The output result files are in the folder assign with -o argument. The final output .pairs format file for further analysis is final_test_sample.pairs.gz. Besides, multiple intermediate output files of each step are in the clean_fastq, bwa_output, and parse_temp sub-directories of the output directory. In addition, the generated chromosome size file, bwa index folder and restriction fragment BED file are all in the ref directory, in which the reference genome FASTA file is. Besides, there is also a simple stats file, pipelineStats_test_sample.log, which reports the sequencing mapping QC result (passed or failed), total processed read pairs number, BWA mapping stats and number of valid RNA-DNA interaction in the final .pairs.gz file. For more detail, please check the documentation of output file descriptions.

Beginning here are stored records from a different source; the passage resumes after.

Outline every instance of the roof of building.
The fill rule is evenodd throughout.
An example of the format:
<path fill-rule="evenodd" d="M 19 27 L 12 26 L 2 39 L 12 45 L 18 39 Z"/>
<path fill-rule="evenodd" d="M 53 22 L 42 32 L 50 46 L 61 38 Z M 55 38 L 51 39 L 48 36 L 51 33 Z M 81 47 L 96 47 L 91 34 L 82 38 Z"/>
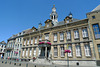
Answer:
<path fill-rule="evenodd" d="M 0 44 L 6 44 L 6 42 L 5 41 L 2 41 L 2 42 L 0 42 Z"/>
<path fill-rule="evenodd" d="M 93 11 L 98 11 L 98 10 L 100 10 L 100 5 L 98 5 L 95 9 L 93 9 L 91 12 L 93 12 Z"/>

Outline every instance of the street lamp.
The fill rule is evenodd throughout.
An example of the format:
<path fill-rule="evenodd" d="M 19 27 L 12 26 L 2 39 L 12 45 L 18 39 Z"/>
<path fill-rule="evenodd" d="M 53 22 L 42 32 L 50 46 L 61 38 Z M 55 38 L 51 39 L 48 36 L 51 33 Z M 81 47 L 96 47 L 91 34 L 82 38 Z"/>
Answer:
<path fill-rule="evenodd" d="M 68 45 L 68 44 L 67 44 Z M 70 50 L 65 50 L 64 53 L 67 53 L 67 67 L 69 67 L 69 58 L 68 58 L 68 53 L 71 53 Z"/>

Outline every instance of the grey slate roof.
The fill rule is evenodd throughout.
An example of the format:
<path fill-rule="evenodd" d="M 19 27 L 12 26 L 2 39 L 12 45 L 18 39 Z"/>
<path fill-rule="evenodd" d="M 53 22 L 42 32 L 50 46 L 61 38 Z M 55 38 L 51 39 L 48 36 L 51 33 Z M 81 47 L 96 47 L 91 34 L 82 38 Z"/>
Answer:
<path fill-rule="evenodd" d="M 73 23 L 73 22 L 76 22 L 76 21 L 79 21 L 79 19 L 73 18 L 72 22 L 70 22 L 70 23 Z M 60 22 L 57 23 L 57 26 L 60 26 L 60 25 L 64 25 L 64 21 L 60 21 Z M 42 26 L 42 27 L 40 28 L 40 30 L 43 30 L 44 28 L 45 28 L 45 26 Z M 39 30 L 39 29 L 38 29 L 38 30 Z"/>
<path fill-rule="evenodd" d="M 91 12 L 93 12 L 93 11 L 98 11 L 98 10 L 100 10 L 100 5 L 98 5 L 95 9 L 93 9 Z"/>

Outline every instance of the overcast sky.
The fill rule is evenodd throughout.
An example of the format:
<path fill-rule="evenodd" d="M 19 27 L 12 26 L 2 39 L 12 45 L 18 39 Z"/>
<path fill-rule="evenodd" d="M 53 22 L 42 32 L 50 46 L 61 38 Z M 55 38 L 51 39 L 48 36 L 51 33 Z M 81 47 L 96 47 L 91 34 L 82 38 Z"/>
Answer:
<path fill-rule="evenodd" d="M 0 0 L 0 41 L 13 34 L 38 27 L 50 19 L 53 4 L 57 9 L 58 21 L 63 21 L 70 12 L 73 18 L 85 19 L 100 4 L 100 0 Z"/>

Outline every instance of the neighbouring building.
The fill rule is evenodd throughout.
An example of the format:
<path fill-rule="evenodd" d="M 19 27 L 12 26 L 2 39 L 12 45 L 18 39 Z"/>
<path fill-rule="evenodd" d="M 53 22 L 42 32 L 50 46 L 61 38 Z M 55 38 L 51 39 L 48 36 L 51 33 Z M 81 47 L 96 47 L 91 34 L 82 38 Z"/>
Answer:
<path fill-rule="evenodd" d="M 6 49 L 6 42 L 0 42 L 0 58 L 4 58 L 5 49 Z"/>
<path fill-rule="evenodd" d="M 7 46 L 10 41 L 14 42 L 14 46 L 22 45 L 19 57 L 21 61 L 66 65 L 67 59 L 69 59 L 69 65 L 100 65 L 99 17 L 100 5 L 87 13 L 86 19 L 75 19 L 70 12 L 64 20 L 59 22 L 54 5 L 50 19 L 45 21 L 45 26 L 39 23 L 38 28 L 33 26 L 21 36 L 17 35 L 8 39 Z M 22 39 L 20 43 L 19 38 Z M 17 51 L 17 49 L 18 47 L 14 47 L 8 53 L 11 51 L 14 53 L 14 50 Z M 69 49 L 71 53 L 64 53 L 66 49 Z M 11 56 L 10 58 L 12 58 Z"/>
<path fill-rule="evenodd" d="M 97 65 L 100 66 L 100 5 L 87 13 Z"/>

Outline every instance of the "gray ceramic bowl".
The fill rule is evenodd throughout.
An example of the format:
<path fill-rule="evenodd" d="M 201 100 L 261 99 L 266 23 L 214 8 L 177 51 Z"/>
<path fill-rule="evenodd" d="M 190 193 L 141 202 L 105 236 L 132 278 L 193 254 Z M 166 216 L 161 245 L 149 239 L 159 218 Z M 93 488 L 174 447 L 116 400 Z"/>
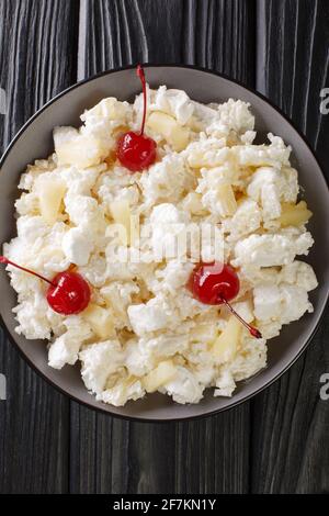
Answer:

Here is the final directory structure after completing the pipeline.

~/imargi_example/
    ├── data
    │   ├── sample_R1.fastq.gz
    │   └── sample_R2.fastq.gz
    ├── ref
    │   ├── GRCh38_no_alt_analysis_set_GCA_000001405.15.fasta
    │   ├── GRCh38_no_alt_analysis_set_GCA_000001405.15.fasta.fai
    │   ├── chromsize.hg38.txt
    │   ├── AluI_frags.bed.gz
    │   ├── AluI_frags.bed.gz.tbi
    │   └── bwa_index
    │       ├── bwa_index_hg38.amb
    │       ├── bwa_index_hg38.ann
    │       ├── bwa_index_hg38.bwt
    │       ├── bwa_index_hg38.pac
    │       └── bwa_index_hg38.sa
    └── output
        ├── bwa_output
        │   ├── bwa_log_test_sample.txt
        │   └── test_sample.bam
        ├── clean_fastq
        │   ├── clean_test_sample_R1.fastq.gz
        │   └── clean_test_sample_R2.fastq.gz
        ├── parse_temp
        │   ├── dedup_test_sample.pairs.gz
        │   ├── drop_test_sample.pairs.gz
        │   ├── duplication_test_sample.pairs.gz
        │   ├── sorted_all_test_sample.pairs.gz
        │   ├── stats_dedup_test_sample.txt
        │   ├── stats_final_test_sample.txt
        │   └── unmapped_test_sample.pairs.gz
        ├── final_test_sample.pairs.gz
        └── pipelineStats_test_sample.log

License

iMARGI-Docker source code is licensed under the BSD 2 license.